A career as a field administrator is often fitting for a person with a passion for helping his community and working with others. In general, these individuals are employed by a community services program or volunteer organization and are supervised by an organizing director. While the specific duties of this job often vary, a field administrator usually has five main responsibilities. These include acquiring volunteers or personnel, training those individuals, identifying an organization's goals, communicating with other organizations and monitoring the budget.
One of the most important duties of a field administrator is acquiring suitable volunteers or personnel. To help an organization thrive, it's necessary to choose individuals who are hard workers and have a passion for helping others. For example, if a field administrator is working for a program that helps at-risk youth, he might search for volunteers or personnel who have experience working with kids. Since the quality of an organization often hinges upon the staff, it helps for a field administrator to be an effective decision maker and a good judge of character.
Along with hiring staff members, it's usually the responsibility of a field administrator to train those individuals. In the case of an at-risk youth program, he might hold a training seminar that instructs staff on how to build rapport with kids and how to offer guidance. While the degree of training will often vary from organization to organization, it's imperative to ensure that everyone on staff is knowledgeable and able to fulfill the necessary job duties.

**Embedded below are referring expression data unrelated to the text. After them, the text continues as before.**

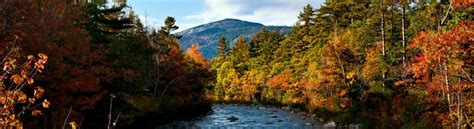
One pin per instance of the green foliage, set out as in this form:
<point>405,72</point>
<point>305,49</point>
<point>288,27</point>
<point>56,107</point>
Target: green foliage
<point>344,63</point>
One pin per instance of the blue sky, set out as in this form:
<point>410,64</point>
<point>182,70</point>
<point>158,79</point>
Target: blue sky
<point>190,13</point>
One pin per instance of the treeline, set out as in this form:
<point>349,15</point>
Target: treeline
<point>104,68</point>
<point>386,64</point>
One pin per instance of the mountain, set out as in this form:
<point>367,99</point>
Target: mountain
<point>207,35</point>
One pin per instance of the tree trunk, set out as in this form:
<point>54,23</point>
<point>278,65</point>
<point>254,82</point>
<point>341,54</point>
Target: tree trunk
<point>403,35</point>
<point>382,26</point>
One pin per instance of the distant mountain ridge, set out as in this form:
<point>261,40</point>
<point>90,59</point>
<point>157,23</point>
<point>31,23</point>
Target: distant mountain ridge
<point>207,35</point>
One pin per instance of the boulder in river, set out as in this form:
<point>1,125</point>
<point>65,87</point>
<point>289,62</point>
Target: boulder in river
<point>232,118</point>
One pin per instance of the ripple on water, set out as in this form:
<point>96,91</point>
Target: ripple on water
<point>230,116</point>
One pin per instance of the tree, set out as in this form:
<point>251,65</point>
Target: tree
<point>222,47</point>
<point>169,26</point>
<point>240,54</point>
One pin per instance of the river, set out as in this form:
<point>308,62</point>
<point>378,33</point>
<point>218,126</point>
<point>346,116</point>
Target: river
<point>240,116</point>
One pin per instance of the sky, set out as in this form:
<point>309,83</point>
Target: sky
<point>190,13</point>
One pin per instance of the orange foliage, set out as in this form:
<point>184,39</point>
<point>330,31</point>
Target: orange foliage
<point>462,3</point>
<point>15,80</point>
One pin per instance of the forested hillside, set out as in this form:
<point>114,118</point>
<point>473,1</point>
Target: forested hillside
<point>386,64</point>
<point>97,67</point>
<point>207,35</point>
<point>377,64</point>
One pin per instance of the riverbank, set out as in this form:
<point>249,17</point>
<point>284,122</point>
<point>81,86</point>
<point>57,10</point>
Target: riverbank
<point>295,110</point>
<point>240,115</point>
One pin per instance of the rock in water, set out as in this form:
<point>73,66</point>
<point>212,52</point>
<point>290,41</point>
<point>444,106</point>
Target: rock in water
<point>232,118</point>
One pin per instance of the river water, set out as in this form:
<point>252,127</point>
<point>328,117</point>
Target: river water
<point>239,116</point>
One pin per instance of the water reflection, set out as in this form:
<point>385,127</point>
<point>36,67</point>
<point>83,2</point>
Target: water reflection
<point>238,116</point>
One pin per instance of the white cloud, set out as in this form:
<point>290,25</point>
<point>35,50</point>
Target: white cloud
<point>268,12</point>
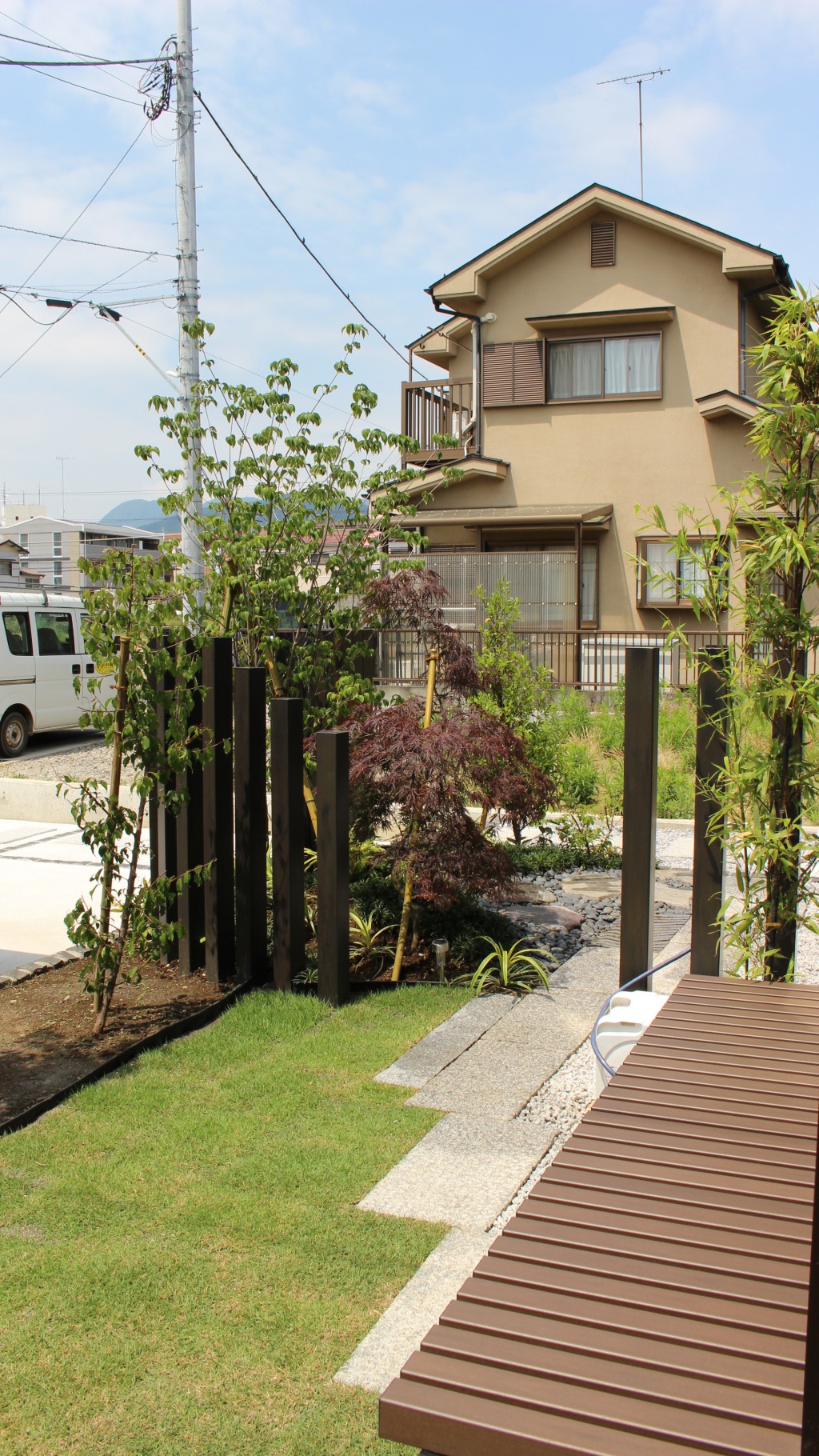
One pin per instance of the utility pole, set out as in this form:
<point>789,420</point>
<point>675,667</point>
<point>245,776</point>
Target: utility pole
<point>63,478</point>
<point>637,79</point>
<point>188,282</point>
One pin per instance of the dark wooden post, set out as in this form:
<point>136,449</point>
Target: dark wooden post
<point>332,794</point>
<point>166,829</point>
<point>810,1398</point>
<point>287,838</point>
<point>639,811</point>
<point>709,858</point>
<point>217,717</point>
<point>250,776</point>
<point>191,843</point>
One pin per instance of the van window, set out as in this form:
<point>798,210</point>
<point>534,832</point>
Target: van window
<point>18,632</point>
<point>54,634</point>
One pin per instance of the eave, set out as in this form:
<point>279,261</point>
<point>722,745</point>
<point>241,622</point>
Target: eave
<point>723,404</point>
<point>601,319</point>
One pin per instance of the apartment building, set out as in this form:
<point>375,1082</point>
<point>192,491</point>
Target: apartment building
<point>56,546</point>
<point>593,363</point>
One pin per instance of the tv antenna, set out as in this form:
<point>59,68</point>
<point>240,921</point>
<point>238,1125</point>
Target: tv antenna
<point>637,81</point>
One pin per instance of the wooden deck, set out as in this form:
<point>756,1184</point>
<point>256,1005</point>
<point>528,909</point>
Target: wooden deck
<point>650,1294</point>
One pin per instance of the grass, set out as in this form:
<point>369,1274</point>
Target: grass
<point>184,1267</point>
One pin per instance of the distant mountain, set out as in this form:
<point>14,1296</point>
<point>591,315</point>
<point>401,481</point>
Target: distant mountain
<point>143,516</point>
<point>146,516</point>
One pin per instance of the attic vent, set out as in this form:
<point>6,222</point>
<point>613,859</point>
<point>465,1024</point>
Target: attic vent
<point>602,245</point>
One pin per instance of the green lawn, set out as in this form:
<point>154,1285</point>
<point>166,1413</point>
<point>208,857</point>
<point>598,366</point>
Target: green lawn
<point>182,1262</point>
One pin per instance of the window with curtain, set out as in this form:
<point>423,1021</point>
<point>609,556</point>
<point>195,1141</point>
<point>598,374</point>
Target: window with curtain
<point>602,369</point>
<point>589,584</point>
<point>669,580</point>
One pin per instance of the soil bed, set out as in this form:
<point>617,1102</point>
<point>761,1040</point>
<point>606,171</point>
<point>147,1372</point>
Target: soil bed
<point>46,1027</point>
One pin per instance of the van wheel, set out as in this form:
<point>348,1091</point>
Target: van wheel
<point>14,734</point>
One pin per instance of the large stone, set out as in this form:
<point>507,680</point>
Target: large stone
<point>499,1075</point>
<point>447,1042</point>
<point>529,894</point>
<point>463,1173</point>
<point>552,918</point>
<point>593,886</point>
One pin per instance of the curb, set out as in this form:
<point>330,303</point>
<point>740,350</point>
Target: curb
<point>37,800</point>
<point>51,962</point>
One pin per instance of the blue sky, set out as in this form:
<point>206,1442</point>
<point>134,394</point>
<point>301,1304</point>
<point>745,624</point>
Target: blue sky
<point>402,138</point>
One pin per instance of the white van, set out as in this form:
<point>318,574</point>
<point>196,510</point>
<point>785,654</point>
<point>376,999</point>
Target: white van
<point>41,658</point>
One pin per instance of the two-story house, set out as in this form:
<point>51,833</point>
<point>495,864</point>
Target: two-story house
<point>595,363</point>
<point>56,546</point>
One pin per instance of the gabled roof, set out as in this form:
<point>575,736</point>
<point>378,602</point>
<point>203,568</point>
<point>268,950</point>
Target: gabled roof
<point>741,259</point>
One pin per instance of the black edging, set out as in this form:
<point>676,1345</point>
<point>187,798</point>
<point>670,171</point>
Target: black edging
<point>120,1059</point>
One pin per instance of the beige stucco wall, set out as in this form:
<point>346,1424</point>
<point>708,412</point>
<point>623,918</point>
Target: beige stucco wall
<point>633,453</point>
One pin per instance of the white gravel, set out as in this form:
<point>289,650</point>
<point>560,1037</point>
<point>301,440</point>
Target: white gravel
<point>561,1101</point>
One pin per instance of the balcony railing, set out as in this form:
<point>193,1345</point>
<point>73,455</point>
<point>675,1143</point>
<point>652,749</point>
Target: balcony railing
<point>435,410</point>
<point>591,660</point>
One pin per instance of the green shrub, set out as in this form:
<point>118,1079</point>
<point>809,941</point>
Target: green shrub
<point>577,776</point>
<point>579,843</point>
<point>675,792</point>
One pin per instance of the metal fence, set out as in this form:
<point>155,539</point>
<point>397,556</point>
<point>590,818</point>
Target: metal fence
<point>591,660</point>
<point>543,582</point>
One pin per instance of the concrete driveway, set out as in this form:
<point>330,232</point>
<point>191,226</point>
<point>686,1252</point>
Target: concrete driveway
<point>44,870</point>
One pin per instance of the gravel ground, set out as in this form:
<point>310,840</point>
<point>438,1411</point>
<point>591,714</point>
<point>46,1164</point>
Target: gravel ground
<point>92,762</point>
<point>561,1101</point>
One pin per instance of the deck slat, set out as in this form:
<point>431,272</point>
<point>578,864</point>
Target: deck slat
<point>649,1296</point>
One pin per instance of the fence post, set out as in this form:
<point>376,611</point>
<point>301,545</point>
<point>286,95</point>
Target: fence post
<point>191,842</point>
<point>168,859</point>
<point>639,811</point>
<point>287,838</point>
<point>709,858</point>
<point>250,776</point>
<point>217,717</point>
<point>810,1392</point>
<point>332,870</point>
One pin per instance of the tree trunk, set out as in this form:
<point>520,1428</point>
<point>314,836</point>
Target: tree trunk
<point>124,923</point>
<point>406,907</point>
<point>114,795</point>
<point>781,882</point>
<point>278,692</point>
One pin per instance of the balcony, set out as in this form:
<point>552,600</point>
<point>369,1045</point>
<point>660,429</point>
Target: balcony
<point>431,410</point>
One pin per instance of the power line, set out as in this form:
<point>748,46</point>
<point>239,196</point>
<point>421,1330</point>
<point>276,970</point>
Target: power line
<point>136,60</point>
<point>118,248</point>
<point>300,239</point>
<point>138,323</point>
<point>66,50</point>
<point>78,218</point>
<point>94,90</point>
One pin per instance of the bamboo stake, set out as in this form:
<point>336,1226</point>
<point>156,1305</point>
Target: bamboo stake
<point>406,906</point>
<point>278,692</point>
<point>114,790</point>
<point>124,925</point>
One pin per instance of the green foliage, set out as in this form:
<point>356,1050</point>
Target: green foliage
<point>754,559</point>
<point>675,792</point>
<point>508,969</point>
<point>293,523</point>
<point>577,776</point>
<point>570,842</point>
<point>144,1209</point>
<point>511,687</point>
<point>463,922</point>
<point>369,946</point>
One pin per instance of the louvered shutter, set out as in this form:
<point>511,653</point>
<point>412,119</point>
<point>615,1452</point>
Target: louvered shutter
<point>602,245</point>
<point>497,374</point>
<point>529,376</point>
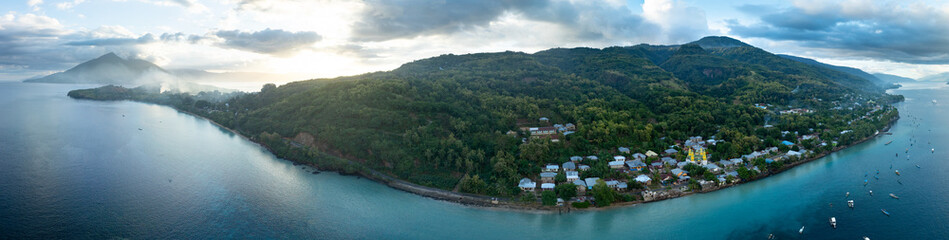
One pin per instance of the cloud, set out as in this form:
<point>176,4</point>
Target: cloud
<point>34,4</point>
<point>69,5</point>
<point>268,41</point>
<point>144,39</point>
<point>910,33</point>
<point>663,20</point>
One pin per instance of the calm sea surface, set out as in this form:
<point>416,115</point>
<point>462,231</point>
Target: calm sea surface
<point>95,170</point>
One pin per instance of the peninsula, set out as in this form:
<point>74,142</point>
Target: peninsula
<point>577,127</point>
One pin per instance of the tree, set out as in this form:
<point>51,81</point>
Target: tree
<point>603,194</point>
<point>549,198</point>
<point>560,178</point>
<point>268,87</point>
<point>566,191</point>
<point>473,184</point>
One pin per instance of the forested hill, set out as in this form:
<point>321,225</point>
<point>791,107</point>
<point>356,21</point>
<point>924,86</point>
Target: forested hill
<point>435,121</point>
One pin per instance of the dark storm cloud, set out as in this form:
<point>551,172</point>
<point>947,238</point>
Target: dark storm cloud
<point>267,41</point>
<point>385,20</point>
<point>915,34</point>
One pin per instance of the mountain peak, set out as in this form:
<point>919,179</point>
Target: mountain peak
<point>719,42</point>
<point>110,56</point>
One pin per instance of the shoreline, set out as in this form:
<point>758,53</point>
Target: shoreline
<point>486,202</point>
<point>492,203</point>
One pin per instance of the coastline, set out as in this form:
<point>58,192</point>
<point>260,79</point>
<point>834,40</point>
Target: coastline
<point>487,202</point>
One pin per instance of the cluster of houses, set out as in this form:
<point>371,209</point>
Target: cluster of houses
<point>550,132</point>
<point>664,164</point>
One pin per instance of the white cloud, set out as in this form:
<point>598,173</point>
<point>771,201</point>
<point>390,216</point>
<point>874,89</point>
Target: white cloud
<point>34,4</point>
<point>69,5</point>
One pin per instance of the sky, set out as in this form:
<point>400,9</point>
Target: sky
<point>329,38</point>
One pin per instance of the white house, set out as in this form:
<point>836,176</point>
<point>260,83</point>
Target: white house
<point>572,176</point>
<point>642,178</point>
<point>527,185</point>
<point>552,167</point>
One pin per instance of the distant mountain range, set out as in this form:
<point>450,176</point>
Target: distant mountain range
<point>112,69</point>
<point>939,77</point>
<point>893,78</point>
<point>885,83</point>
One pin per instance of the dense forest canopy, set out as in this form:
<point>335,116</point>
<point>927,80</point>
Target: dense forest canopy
<point>437,121</point>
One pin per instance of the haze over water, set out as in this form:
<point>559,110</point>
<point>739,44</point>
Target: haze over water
<point>88,169</point>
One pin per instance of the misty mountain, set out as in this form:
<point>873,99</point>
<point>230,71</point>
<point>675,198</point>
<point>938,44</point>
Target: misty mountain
<point>893,78</point>
<point>849,70</point>
<point>107,69</point>
<point>939,77</point>
<point>114,70</point>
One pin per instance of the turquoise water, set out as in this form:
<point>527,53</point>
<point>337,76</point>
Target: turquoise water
<point>80,169</point>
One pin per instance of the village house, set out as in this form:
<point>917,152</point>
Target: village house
<point>569,166</point>
<point>581,186</point>
<point>527,185</point>
<point>617,164</point>
<point>583,167</point>
<point>572,176</point>
<point>642,178</point>
<point>590,182</point>
<point>713,168</point>
<point>547,177</point>
<point>636,165</point>
<point>656,165</point>
<point>537,132</point>
<point>552,167</point>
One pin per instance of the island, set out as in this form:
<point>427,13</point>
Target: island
<point>559,129</point>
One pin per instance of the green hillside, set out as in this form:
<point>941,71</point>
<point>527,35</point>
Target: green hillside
<point>435,121</point>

Another integral part of this position is identifying an organization's goals. The needs of a community sometimes change, it's important for an organization to work toward goals that will meet those needs. For example, if a field administrator is working for a homeless shelter, he might analyze new strategies for making the shelter more comfortable and improving meals. Determining goals can be done in a variety of ways, and could include surveys or talking one-on-one with individuals, for example.
In many cases, a field administrator must also communicate with other organizations. Due to the fact that communities are interconnected, it's often beneficial to build rapport with different programs. This typically involves participating in meetings to discuss policies and new ideas.
Additionally, a field administrator will often need to monitor his organization's budget. Keeping track of expenses is crucial for a program to maintain stability, so it's up to him to maintain accurate records. In some cases, he may also be in charge of organizing fundraisers or donation programs as well.